Dans la plupart des cas, les symptômes sont légers :

 

  • Difficulté à dormir
  • Vertiges
  • Fatigue
  • Maux de tête
  • Perte d’appétit
  • Nausée ou vomissement
  • Pouls rapide (fréquence cardiaque)
  • Difficulté à respirer à l'effort
  • Diminution de la miction urinaire 

 

Contactez un professionnel de la santé voyage, membre de Conseils Santé Voyage

Traitement du mal de l’altitude

 

Un diagnostic précoce est important. Le mal des montagnes est plus facile à traiter aux premiers stades.
 

Le traitement principal de toutes les formes de mal des montagnes est de descendre le plus rapidement et le plus sûrement possible à une altitude inférieure. Vous ne devriez pas continuer à monter si vous avez des symptômes.
 

Un supplément d'oxygène devrait être administré si disponible.
 

Les personnes atteintes du mal des montagnes peuvent nécessiter une hospitalisation.
 

Un médicament appelé acétazolamide (Diamox) peut être administré pour vous aider à mieux respirer. Cela peut aussi aider à réduire les symptômes.
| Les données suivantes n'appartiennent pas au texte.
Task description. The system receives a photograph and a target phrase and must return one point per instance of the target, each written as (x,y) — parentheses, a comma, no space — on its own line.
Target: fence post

Ce médicament peut vous faire uriner plus souvent. Lorsque vous prenez ce médicament, assurez-vous de boire beaucoup et de ne pas consommer d'alcool. Ce médicament fonctionne mieux en prévention, c’est à dire avant d'atteindre une altitude élevée. ( voir votre pharmacien ou infirmière en santé voyage)
 

La plupart des cas sont bénins et les symptômes s’améliorent rapidement lorsque vous descendez de la montagne à une altitude inférieure.
 

Les cas graves peuvent entraîner la mort, en raison de problèmes pulmonaires ou d'un gonflement du cerveau, on parle alors d'oedème cérébral.
 

Dans les zones reculées, une évacuation d'urgence peut ne pas être possible ou le traitement peut être retardé. Cela peut avoir un effet négatif sur le résultat clinique.
 

Le résultat clinique dépend de la rapidité de descente une fois que les symptômes apparaissent. Certaines personnes sont plus susceptibles d'avoir une maladie liée à l'altitude. La réaction dépend de la sensibilité de la personne.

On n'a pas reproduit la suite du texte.